Estamos viviendo tiempos complejos. El mundo post pandemia está enfrentando lo que quizás sea el inicio del fin de los modelos políticos tradicionales, en los que cada vez es más evidente el desapego global hacia las democracias tal y como las conocemos. En su lugar vemos sociedades agotadas, con sistemas económicos, políticos y sociales colapsados, que no están atendiendo eficientemente a los nuevos retos y demandas de sus ciudadanos.
Esto ha dado pie a una serie de propuestas políticas de corte personalistas, excluyentes, xenófobas, homófobas, racistas y clasistas, con grandes dosis de fanatismo y autoritarismo, ocultas en líderes carismáticos, formados, irreverentes -en la mayoría de los casos- con grandes demostraciones de apoyo popular, apalancados en las nuevas tecnologías, redes sociales y, especialmente, desafiliados de lo existente, sin partidos o con partidos nuevos, totalmente ajenos al status quo.
Hoy pareciera que la democracia corre un gran riesgo. No solo es amenazada constantemente por los regímenes autoritarios y dictatoriales a los que decenas de países están sometidos, sino también se ve amenazada por permitir en su propio seno el crecimiento y avance de líderes y movimientos que amenazan con destruirla, siendo este sistema el que ha permitido el desarrollo y proliferación en un espacio de respeto, tolerancia y libertad, de ideas y propuestas antidemocráticas.
Para los que hemos crecido y luchado por la democracia, sabemos que no es solo un concepto teórico ni un sistema político: es un tejido vivo, que involucra la cotidianidad de todos los ciudadanos y que se forma en las interacciones sociales, en las decisiones individuales y en la participación activa de cada uno de nosotros para la construcción de una mejor sociedad. La democracia es una forma de vida, un compromiso con la libertad, la participación, la diversidad, el respeto y la tolerancia, siempre enmarcado en un Estado de derecho y de justicia. La pérdida de esta perspectiva nos privaría no solo de estructuras institucionales, sino de la esencia inherente que ha guiado a generaciones.
Nuestro sistema democratico, en la realidad venezolana, fue constantemente puesto a prueba hasta que se quebró. Sin embargo, aún queda en el alma de sus ciudadanos esos valores democráticos que, a pesar de la crisis, siguen definiendo nuestro talante político. La participación constante y masiva en los procesos electorales da muestra de eso.
Aun en un contexto donde la polarización política, la desconfianza y el autoritarismo han erosionado la convivencia pacífica, nuestro talante democrático nos sigue permitiendo sostener un diálogo respetuoso, incluso en medio de las diferencias más profundas. Perderlos implicaría sumergirse en un abismo de confrontación mucho mayor, donde la diversidad de pensamiento se pierde irreparablemente.
En este momento crucial de la historia venezolana, la pérdida de los valores democráticos no solo representaría un revés político, sino un empobrecimiento profundo de nuestra riqueza como sociedad.
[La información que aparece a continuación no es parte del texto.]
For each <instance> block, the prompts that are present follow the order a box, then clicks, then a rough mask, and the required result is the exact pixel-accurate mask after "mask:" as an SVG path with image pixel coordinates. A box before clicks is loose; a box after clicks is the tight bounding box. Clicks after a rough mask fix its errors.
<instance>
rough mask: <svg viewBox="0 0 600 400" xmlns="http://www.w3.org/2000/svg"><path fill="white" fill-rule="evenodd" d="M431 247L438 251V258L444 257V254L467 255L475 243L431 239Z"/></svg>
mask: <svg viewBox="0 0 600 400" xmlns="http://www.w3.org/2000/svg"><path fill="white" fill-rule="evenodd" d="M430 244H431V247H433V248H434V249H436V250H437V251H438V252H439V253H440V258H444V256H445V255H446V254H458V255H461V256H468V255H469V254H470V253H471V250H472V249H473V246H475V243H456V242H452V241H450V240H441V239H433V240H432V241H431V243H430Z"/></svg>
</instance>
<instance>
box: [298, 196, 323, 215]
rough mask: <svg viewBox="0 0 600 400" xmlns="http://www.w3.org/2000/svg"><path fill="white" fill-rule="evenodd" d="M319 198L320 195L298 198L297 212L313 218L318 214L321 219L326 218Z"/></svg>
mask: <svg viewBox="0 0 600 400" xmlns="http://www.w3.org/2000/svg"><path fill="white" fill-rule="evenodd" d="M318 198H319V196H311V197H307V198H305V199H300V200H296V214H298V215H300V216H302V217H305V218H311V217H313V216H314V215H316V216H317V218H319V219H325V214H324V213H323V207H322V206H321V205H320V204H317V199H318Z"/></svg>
El mantenimiento y rescate de estos valores no es solo tarea de las instituciones políticas, sino que es una necesidad que debe ser abrazada por cada uno de nosotros, los venezolanos que queremos una nación más justa y próspera para todos.
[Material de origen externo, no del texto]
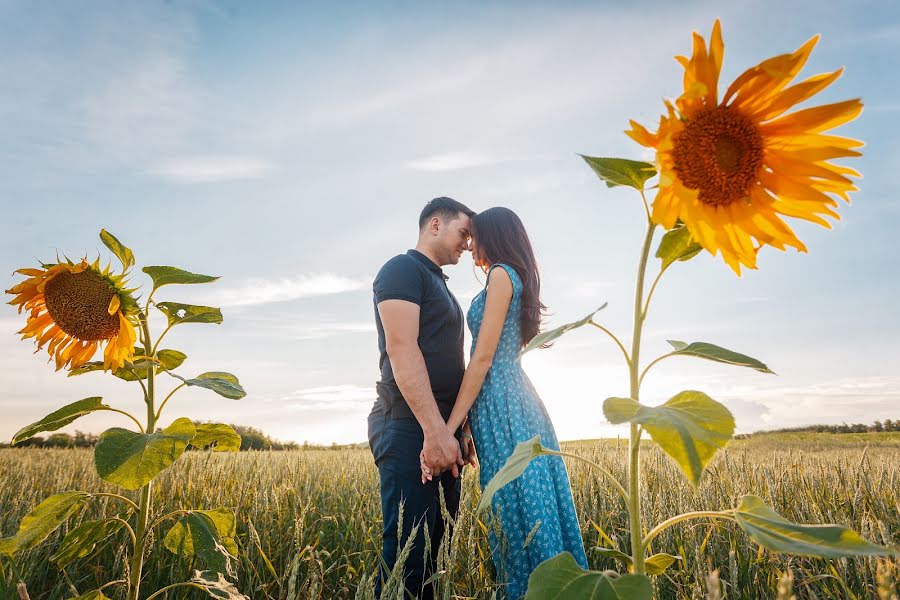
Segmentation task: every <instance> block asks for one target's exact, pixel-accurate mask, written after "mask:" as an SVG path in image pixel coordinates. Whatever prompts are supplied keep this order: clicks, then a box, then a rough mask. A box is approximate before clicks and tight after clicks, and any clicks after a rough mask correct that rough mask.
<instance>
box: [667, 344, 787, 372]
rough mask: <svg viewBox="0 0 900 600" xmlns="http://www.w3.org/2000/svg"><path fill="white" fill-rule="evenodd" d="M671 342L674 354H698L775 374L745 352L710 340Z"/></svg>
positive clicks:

Recuperar y reafirmar estos valores más que un acto político es un acto de amor propio como nación. La democracia no es simplemente un sistema, es la brújula moral que guía nuestra convivencia y define el horizonte de nuestro futuro compartido. Por tanto, reconstruir la confianza, cultivar un entendimiento respetuoso entre todos, es un compromiso que tenemos y es un llamado a reafirmar que la democracia no es simplemente un sistema político más, sino una forma de vida que celebramos y protegemos.